The Talent Strategies Workshop was led by Travis Hockaday, a partner at Smith Anderson Law Firm, who specializes in employment-related counseling and risk management advising for clients in a variety of industries. Per Attorney Hockaday, here are some of the changes to expect regarding employment law and regulations.

Key Cases to Watch Within the Justice System Regarding Employment Law:

  • The Supreme Court is currently reviewing decisions to modify the amount of information the Equal Employment Opportunity Commission (EEOC) can subpoena during an investigation and determine the proper standard of review applied to a district court decision involving an EEOC subpoena.
  • An issue that has yet to be resolved within the Justice System is determining whether Title VII also applies to sexual orientation.

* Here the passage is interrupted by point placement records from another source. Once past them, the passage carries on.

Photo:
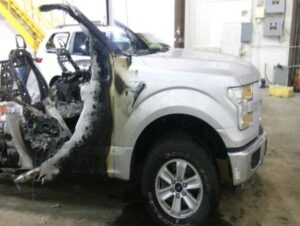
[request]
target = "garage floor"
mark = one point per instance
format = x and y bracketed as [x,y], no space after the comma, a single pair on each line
[272,199]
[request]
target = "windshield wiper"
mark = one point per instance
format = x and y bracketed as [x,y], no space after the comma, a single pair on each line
[139,43]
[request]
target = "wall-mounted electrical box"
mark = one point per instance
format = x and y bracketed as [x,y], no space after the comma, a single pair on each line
[246,34]
[281,75]
[273,26]
[275,6]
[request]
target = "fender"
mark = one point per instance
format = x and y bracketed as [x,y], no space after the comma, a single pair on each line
[174,101]
[148,109]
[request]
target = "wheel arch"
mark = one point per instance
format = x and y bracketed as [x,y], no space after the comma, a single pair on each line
[201,131]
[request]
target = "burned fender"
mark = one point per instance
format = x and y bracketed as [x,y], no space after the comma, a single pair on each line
[95,124]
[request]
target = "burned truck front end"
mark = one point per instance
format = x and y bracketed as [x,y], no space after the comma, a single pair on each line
[45,129]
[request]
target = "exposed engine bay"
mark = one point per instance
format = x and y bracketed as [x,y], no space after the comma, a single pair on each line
[42,127]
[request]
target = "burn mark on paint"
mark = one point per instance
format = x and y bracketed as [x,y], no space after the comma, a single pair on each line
[93,131]
[120,85]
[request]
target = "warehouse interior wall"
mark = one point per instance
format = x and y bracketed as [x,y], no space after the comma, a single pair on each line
[147,16]
[152,16]
[215,25]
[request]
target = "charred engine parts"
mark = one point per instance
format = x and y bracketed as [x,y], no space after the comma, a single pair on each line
[30,136]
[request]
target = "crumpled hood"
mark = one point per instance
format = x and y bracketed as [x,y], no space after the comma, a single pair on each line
[182,60]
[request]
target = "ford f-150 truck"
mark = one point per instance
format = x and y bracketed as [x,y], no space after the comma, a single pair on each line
[163,117]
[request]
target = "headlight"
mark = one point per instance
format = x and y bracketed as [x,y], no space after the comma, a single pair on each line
[241,96]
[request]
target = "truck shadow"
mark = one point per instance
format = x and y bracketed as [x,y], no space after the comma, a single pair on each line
[89,199]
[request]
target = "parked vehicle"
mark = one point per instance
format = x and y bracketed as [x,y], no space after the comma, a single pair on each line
[76,43]
[157,115]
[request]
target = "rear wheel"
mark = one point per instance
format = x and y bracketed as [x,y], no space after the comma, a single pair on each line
[179,182]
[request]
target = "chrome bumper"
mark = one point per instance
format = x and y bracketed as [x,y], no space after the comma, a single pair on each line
[242,160]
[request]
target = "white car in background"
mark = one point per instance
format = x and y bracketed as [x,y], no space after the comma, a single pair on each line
[76,43]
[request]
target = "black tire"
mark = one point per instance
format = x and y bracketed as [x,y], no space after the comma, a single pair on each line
[180,147]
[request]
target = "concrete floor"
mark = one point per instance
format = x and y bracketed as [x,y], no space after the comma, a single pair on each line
[272,199]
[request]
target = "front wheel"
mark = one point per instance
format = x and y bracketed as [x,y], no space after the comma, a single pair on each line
[180,183]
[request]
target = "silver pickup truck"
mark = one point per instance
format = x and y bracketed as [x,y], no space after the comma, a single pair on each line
[162,117]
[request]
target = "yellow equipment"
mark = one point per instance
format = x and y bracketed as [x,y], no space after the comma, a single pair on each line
[27,20]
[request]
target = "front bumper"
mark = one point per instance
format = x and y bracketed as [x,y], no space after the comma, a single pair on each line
[247,160]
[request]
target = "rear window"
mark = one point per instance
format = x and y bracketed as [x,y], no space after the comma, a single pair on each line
[55,40]
[80,44]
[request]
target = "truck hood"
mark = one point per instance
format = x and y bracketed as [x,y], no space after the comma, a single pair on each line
[190,61]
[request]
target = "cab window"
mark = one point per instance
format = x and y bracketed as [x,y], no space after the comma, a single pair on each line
[80,45]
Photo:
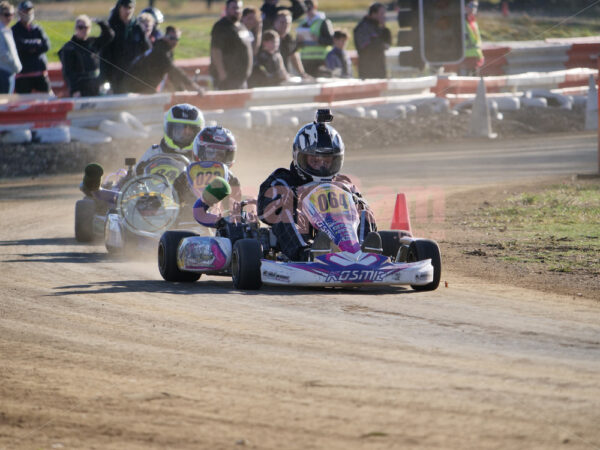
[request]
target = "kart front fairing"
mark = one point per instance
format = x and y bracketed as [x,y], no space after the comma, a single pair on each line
[332,210]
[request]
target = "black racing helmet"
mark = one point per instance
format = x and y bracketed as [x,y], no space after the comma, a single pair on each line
[318,148]
[215,144]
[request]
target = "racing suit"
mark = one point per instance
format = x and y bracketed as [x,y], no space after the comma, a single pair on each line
[278,207]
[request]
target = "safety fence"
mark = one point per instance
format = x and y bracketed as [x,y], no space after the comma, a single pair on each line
[98,119]
[503,58]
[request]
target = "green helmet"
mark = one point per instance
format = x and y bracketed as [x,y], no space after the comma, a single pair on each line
[181,125]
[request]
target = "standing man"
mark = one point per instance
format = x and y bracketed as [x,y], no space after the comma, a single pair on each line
[231,53]
[253,22]
[9,58]
[129,43]
[372,39]
[315,38]
[270,10]
[473,53]
[149,69]
[80,57]
[287,44]
[32,45]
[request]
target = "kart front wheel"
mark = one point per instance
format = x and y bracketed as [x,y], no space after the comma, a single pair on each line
[84,220]
[245,264]
[390,241]
[167,257]
[420,250]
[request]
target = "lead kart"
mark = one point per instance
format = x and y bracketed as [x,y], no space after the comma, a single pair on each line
[131,212]
[252,257]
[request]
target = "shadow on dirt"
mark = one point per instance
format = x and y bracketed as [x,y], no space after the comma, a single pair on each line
[50,241]
[211,286]
[62,257]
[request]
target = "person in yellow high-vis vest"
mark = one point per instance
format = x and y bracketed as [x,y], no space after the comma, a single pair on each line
[315,38]
[473,53]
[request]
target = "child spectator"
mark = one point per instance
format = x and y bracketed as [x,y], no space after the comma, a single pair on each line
[147,22]
[337,60]
[268,69]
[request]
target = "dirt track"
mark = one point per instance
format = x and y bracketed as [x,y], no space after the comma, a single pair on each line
[100,353]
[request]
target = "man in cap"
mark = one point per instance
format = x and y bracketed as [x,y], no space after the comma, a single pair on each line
[129,43]
[231,53]
[271,8]
[9,58]
[473,53]
[32,45]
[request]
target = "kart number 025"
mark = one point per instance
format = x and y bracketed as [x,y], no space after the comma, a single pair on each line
[169,172]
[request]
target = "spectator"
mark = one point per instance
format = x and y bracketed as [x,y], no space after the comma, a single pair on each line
[372,38]
[287,44]
[32,45]
[158,19]
[147,22]
[231,49]
[253,22]
[80,57]
[129,43]
[315,37]
[149,69]
[10,64]
[473,53]
[270,10]
[269,69]
[338,61]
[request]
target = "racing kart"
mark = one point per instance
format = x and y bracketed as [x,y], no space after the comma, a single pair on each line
[251,255]
[130,212]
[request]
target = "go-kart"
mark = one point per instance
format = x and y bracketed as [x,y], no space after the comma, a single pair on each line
[251,255]
[132,211]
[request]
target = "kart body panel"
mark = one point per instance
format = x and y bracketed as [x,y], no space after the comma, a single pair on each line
[346,269]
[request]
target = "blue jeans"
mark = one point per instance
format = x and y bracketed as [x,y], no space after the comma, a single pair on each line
[7,82]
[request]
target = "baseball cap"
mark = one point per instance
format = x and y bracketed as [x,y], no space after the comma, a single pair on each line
[25,6]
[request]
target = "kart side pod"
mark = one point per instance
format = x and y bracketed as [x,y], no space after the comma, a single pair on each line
[204,254]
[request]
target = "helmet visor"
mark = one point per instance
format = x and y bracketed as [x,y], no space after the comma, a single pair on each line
[320,165]
[182,134]
[221,153]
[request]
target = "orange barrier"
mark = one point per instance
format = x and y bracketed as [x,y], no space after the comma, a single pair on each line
[401,218]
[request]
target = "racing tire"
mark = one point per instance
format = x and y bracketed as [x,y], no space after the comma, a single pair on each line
[85,209]
[167,257]
[420,250]
[112,250]
[245,264]
[390,242]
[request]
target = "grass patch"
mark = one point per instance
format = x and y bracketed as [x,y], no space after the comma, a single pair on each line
[558,227]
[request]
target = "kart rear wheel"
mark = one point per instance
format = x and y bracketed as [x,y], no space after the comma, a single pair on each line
[390,242]
[167,257]
[420,250]
[84,220]
[245,264]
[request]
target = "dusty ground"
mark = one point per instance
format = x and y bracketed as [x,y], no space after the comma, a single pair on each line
[101,353]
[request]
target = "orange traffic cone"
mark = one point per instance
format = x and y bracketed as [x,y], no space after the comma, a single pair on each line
[400,219]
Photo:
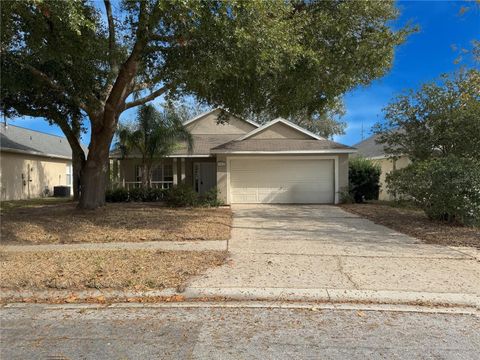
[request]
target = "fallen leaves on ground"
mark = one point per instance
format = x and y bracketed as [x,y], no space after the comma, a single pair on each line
[128,222]
[103,269]
[415,223]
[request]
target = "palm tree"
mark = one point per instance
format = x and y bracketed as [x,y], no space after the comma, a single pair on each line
[154,135]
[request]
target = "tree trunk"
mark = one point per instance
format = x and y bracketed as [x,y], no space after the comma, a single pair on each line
[95,171]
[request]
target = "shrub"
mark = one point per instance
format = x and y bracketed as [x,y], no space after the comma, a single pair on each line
[363,177]
[346,196]
[181,195]
[446,188]
[153,194]
[116,195]
[136,194]
[210,198]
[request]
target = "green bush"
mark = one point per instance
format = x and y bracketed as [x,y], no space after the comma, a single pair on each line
[135,194]
[181,195]
[210,198]
[363,177]
[116,195]
[154,194]
[184,196]
[346,196]
[446,188]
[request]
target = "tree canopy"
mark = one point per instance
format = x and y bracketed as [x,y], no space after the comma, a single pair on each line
[282,57]
[441,119]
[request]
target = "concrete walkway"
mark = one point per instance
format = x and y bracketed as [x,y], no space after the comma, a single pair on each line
[288,249]
[146,245]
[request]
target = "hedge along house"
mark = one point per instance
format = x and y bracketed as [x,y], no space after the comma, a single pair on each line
[278,162]
[32,163]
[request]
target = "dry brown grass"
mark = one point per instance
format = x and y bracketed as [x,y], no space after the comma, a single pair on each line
[104,269]
[415,223]
[131,222]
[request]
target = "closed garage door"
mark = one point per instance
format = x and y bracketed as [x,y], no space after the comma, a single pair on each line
[281,181]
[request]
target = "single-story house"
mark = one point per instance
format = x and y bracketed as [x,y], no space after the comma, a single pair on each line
[370,149]
[32,163]
[279,162]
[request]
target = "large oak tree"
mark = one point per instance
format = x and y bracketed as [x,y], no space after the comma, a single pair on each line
[71,60]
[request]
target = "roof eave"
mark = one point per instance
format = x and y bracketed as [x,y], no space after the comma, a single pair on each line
[283,152]
[35,153]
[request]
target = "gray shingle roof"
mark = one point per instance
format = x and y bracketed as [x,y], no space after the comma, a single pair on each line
[280,145]
[369,148]
[21,140]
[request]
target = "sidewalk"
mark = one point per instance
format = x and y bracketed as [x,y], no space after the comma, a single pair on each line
[308,252]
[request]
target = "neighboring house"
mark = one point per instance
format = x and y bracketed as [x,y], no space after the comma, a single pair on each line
[278,162]
[370,149]
[32,163]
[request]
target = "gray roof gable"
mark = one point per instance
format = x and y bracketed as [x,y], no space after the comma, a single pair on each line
[369,147]
[21,140]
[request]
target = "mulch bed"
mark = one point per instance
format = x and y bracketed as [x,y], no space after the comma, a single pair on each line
[415,223]
[129,222]
[103,269]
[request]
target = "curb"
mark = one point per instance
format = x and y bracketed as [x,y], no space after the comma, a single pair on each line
[337,296]
[250,294]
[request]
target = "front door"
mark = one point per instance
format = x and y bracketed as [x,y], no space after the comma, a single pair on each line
[205,176]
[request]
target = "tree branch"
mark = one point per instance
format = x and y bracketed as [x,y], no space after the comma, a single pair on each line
[45,78]
[150,97]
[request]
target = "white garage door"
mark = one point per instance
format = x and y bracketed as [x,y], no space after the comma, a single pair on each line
[281,181]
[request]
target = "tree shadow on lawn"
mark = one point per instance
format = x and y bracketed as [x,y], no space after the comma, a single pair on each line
[129,222]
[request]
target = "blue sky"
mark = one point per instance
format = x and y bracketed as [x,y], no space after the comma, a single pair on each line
[423,57]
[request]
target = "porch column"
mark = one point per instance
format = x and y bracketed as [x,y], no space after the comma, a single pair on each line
[182,170]
[175,171]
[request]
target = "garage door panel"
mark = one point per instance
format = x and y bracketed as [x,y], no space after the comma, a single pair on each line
[281,181]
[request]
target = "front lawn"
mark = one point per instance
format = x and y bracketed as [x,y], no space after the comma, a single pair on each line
[130,222]
[103,269]
[414,222]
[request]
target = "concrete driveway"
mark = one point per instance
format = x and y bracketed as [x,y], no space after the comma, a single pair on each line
[301,249]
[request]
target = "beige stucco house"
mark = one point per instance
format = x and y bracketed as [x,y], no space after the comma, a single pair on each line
[32,163]
[278,162]
[370,149]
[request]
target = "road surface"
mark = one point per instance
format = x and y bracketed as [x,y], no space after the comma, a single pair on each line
[132,332]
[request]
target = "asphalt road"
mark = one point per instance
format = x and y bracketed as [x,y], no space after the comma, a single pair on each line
[42,332]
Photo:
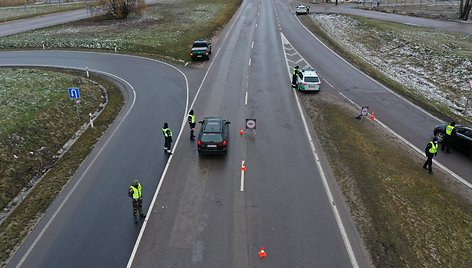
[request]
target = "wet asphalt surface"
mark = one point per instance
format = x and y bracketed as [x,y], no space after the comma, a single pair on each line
[201,217]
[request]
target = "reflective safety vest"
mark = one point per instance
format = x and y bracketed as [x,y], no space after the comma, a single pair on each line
[164,130]
[191,118]
[434,148]
[136,191]
[449,129]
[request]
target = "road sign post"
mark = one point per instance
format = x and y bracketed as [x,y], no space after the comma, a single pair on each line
[468,97]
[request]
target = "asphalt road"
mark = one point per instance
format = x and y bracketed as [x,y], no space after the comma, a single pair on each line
[406,119]
[201,217]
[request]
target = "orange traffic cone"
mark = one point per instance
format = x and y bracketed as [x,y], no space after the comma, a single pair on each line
[262,253]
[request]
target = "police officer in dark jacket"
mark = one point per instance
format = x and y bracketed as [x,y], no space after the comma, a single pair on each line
[431,150]
[449,132]
[167,138]
[191,121]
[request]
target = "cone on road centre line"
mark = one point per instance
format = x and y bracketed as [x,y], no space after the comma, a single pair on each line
[262,253]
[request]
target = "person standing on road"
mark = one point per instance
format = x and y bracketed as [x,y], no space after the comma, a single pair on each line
[450,131]
[295,74]
[135,192]
[431,150]
[191,121]
[167,138]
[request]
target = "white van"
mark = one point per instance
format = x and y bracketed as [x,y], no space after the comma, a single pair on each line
[309,80]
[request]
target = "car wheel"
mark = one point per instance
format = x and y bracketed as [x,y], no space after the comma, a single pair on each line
[440,136]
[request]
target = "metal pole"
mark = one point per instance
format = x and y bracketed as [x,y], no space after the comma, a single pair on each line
[468,97]
[77,109]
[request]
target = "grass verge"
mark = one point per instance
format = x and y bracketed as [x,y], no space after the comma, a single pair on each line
[36,119]
[435,107]
[15,228]
[30,11]
[163,30]
[408,218]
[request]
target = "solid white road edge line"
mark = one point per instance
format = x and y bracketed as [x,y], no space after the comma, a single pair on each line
[342,230]
[143,227]
[83,174]
[447,170]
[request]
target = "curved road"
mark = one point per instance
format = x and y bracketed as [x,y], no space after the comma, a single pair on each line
[94,226]
[202,216]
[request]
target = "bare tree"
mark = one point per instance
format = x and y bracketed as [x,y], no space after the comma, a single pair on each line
[120,9]
[464,9]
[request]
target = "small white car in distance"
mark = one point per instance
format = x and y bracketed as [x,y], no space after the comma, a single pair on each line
[301,9]
[309,80]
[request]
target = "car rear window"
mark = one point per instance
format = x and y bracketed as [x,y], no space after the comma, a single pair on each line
[211,137]
[312,79]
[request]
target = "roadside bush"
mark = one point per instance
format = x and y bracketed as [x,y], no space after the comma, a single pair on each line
[120,9]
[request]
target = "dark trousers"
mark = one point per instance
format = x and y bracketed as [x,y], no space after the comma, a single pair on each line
[168,144]
[138,207]
[294,79]
[446,143]
[192,129]
[429,162]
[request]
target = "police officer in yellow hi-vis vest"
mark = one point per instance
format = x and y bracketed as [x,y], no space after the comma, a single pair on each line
[430,151]
[135,192]
[191,121]
[167,138]
[449,132]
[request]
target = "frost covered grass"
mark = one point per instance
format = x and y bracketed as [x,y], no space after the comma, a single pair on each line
[430,67]
[164,29]
[407,217]
[36,131]
[36,119]
[28,11]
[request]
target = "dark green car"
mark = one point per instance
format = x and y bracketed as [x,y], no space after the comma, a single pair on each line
[201,49]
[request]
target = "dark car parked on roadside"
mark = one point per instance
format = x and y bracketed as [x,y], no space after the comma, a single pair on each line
[461,141]
[213,136]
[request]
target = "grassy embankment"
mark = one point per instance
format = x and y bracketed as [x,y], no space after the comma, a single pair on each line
[163,30]
[408,218]
[14,10]
[446,45]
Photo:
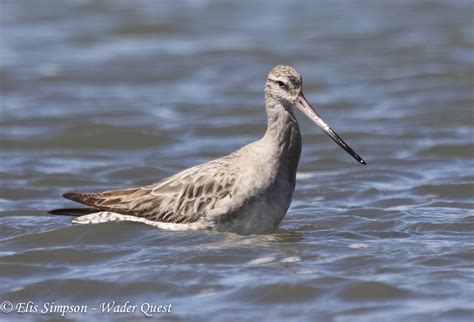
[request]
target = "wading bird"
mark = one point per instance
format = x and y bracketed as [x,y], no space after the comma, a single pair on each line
[246,192]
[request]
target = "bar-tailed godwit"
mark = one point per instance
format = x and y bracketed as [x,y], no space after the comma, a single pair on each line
[246,192]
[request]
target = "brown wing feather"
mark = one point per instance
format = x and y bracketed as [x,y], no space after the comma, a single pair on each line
[182,198]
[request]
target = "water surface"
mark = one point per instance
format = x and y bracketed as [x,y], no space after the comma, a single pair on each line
[100,95]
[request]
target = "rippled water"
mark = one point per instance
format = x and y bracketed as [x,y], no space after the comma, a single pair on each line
[101,95]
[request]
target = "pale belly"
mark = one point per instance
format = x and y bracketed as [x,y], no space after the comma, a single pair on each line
[261,215]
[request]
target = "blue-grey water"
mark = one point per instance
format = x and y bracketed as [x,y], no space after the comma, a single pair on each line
[99,95]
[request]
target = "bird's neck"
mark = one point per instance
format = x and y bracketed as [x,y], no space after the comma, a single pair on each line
[283,135]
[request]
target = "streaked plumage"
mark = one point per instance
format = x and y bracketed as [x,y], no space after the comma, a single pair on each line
[248,191]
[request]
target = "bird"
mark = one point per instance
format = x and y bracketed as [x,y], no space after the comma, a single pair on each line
[246,192]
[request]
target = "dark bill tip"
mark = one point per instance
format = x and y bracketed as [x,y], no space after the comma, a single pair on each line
[303,105]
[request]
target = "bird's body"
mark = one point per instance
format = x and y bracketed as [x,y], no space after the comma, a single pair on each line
[246,192]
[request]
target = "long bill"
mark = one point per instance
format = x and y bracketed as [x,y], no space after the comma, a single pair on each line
[303,105]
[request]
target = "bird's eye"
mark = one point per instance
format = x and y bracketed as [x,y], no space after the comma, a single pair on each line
[281,84]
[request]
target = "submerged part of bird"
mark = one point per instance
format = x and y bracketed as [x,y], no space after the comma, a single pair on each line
[246,192]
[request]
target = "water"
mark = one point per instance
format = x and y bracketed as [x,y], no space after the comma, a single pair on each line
[101,95]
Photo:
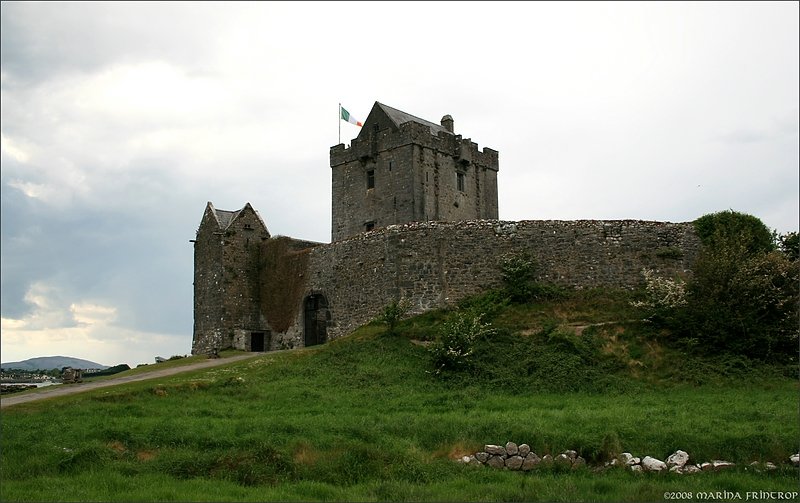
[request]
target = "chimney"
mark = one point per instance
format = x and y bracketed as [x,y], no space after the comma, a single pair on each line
[447,122]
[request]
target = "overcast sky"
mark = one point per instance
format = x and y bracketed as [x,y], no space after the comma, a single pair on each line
[121,120]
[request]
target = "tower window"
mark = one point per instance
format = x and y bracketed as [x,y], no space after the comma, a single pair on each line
[460,182]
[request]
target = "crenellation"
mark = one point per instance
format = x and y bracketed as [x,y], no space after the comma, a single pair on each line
[414,217]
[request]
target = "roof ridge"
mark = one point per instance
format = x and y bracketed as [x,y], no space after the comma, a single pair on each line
[435,127]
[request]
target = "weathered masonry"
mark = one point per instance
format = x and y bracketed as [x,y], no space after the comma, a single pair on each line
[402,169]
[398,236]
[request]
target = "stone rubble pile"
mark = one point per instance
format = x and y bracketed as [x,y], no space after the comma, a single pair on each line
[520,457]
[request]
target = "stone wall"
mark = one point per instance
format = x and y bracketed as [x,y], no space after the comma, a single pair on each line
[436,264]
[226,280]
[415,179]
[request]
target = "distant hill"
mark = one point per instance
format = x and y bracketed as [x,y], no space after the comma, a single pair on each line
[52,362]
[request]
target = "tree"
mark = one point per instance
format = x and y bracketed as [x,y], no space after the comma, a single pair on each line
[743,296]
[717,229]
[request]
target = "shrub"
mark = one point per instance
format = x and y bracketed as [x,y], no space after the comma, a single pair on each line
[717,229]
[663,296]
[456,342]
[747,306]
[789,244]
[393,313]
[743,296]
[517,272]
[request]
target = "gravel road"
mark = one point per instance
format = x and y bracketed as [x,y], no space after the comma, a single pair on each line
[71,389]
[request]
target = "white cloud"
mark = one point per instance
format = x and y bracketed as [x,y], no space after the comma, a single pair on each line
[80,329]
[120,120]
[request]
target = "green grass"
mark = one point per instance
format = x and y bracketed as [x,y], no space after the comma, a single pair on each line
[363,419]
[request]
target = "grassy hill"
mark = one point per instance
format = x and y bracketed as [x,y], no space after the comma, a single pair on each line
[364,418]
[52,362]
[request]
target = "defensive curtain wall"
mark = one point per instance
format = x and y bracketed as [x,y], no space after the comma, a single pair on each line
[299,293]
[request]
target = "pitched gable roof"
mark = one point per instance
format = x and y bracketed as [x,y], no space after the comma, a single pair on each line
[399,117]
[225,218]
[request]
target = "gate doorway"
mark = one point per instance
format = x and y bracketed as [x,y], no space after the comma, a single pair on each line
[257,342]
[316,320]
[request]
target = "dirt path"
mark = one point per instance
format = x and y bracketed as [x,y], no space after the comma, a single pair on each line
[62,390]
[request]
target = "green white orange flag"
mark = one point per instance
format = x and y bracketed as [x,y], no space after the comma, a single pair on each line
[345,115]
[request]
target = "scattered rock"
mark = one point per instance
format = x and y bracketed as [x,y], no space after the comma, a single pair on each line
[496,462]
[678,458]
[495,450]
[651,464]
[482,456]
[720,465]
[563,460]
[530,461]
[514,462]
[512,449]
[759,467]
[520,457]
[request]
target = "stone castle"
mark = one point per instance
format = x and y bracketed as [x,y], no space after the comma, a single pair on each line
[414,217]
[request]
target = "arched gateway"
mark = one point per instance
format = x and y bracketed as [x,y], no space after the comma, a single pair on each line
[316,320]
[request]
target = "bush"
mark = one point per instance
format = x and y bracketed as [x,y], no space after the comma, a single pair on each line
[456,342]
[747,306]
[393,313]
[743,296]
[517,272]
[789,244]
[717,229]
[663,296]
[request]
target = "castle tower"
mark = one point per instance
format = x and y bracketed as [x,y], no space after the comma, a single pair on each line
[403,169]
[227,286]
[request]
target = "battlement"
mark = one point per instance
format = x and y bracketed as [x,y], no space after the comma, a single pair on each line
[415,218]
[366,147]
[402,169]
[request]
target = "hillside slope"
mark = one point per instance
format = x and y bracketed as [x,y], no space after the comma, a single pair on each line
[366,418]
[52,362]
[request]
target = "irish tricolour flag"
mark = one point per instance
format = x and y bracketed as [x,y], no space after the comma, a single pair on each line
[349,118]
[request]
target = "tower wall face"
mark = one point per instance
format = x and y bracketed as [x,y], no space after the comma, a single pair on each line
[226,282]
[393,177]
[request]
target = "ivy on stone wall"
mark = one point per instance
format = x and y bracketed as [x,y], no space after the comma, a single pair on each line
[283,281]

Changes to Watch Within the Department of Labor:

  • The Obama Administration issued a change to the salary threshold for salary exempt employees, increasing the salary threshold from $23,660/year to over $47,000/year. This change was put on hold in November of 2016 and is unlikely to move forward, at least in its current state, due to the new administration. That said, there is a chance that it may come into play with a cost of living adjustment, raising the salary threshold to around $32-33,000/year.
  • The minimum wage increase that the Obama administration proposed, raising the minimum wage to $15 per hour, is unlikely to take effect.

Changes to Watch Within the EEOC and National Labor Regulations Board:

  • Unless the new administration issues a change towards this decision, the EEOC is on track to begin receiving employee pay data, in addition to race and gender information, during 2018 EEO-1 reporting.
  • Both the National Labor Regulations Board (NLRB) and EEOC are expected to take a more “hands-off” approach towards employers with the new administration, with less litigation and decisions regarding employer policy.

Other Changes To Expect

  • An executive order signed by Obama that protects federal contractors from sexual orientation and gender identity discrimination will be upheld by the Trump administration. Additional executive orders regarding federal contractors that may be under review with the new administration include providing paid sick leave to federal contractors and requiring prospective federal contractors to disclose labor law violations and give agencies guidance on how to consider labor violations when awarding federal contracts.
  • We may see more regulation implemented by the new administration in the following areas:
    • Providing six weeks of paid parental leave, funded through the Unemployment Insurance System
    • Mandatory paid sick leave
    • Closing the pay gap between men and women through fair pay regulations
    • Increased incentives for employers to provide childcare options at work
  • President Trump signed an executive order on Wednesday, January 25th that prohibited nationals from seven countries (Iraq, Syria, Iran, Libya, Somalia, Sudan, and Yemen) from entering the United States for a certain period. Two days later, the executive order, which also placed a temporary ban on all refugee admissions into the US, was blocked by a federal judge in the state of Washington. It is currently under review and will likely end up in the Supreme Court. Attorney Hockaday recommends to limit or avoid international travel until the case is resolved and to advise employees who may be affected to expect a much longer and scrutinized process when the time comes to renew visas.
  • While we can expect continued conversation regarding the Affordable Care Act, there is uncertainty regarding how it will be affected by the new administration.
  • North Carolina employers should closely monitor their relationships with independent contractors and 1099 employees. There has been an increased focus regarding potential misclassification of employee statuses.

As experts in recruiting and talent solutions, Greene Resources strives to provide our clients with guidance and up-to-date information so they can make the best decisions regarding their hiring and human resources needs. The Greater Raleigh Chamber of Commerce, through numerous programs like this workshop, continues to provide us the insight and resources necessary to help us prepare for the future and best serve our customers.